No meio do seu percurso profissional, João Santos desenvolve uma experiência, que considera enriquecedora, no Clube Desportivo Nacional. É vice-presidente numa direcção predidida por Nélio Mendonça. Está ligado à área financeira.
O desporto sempre fez parte da vida do gestor. Depois do futebol inicialmente, hoje pratica ténis com amigos todas as semanas no Savoy. Um gosto que se prolonga nos dois filhos, Martim e Nuno, praticantes desde há muito da modalidade. A ligação ao futebol mantém-se, mas como adepto dos seus clubes de eleição: o Nacional e o Sporting Clube de Portugal.
João Santos é presidente da Associação de Ténis da Madeira, desde a altura em que é criada. Desde então tem sido seu propósito dar cada vez mais melhores condições à prática de ténis na Madeira. Exemplo disso é a construção de um compelxo de ténis no Papagaio Verde, em São Martinho, que vai permitir à Madeira voltar a ter torneios de ténis, desta feita em muito melhores condições.
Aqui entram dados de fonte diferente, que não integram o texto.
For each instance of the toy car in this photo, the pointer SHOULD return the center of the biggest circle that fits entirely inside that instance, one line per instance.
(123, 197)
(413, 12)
Inclusivamente ter eliminatórias da Taça Davis, que ainda não ocorreu, precisamente por não haver condições. Além disso, tem prestado apoio à Sociedade de Desenvolvimento do Porto Santo, que constrói alguns “courts” de ténis.
Na altura em que estiverem concluídas as instalações, em meados do próximo ano, é sua intenção passar a pasta da direcção a outra pessoa.
Em matéria de “hobbies”, João Santos privilegia o desporto, particularmente o ténis. Também gosta de ler, ouvir música e ir ao cinema.
Gosta igualmente de viajar. Faz férias, uma parte no Porto Santo e outra noutro local, procurando conciliar sempre a sua realização em família. Mas também procura conciliar com as deslocações de trabalho.
João Santos é utilizador diário da Internet e usa frequentemente o correio electrónico.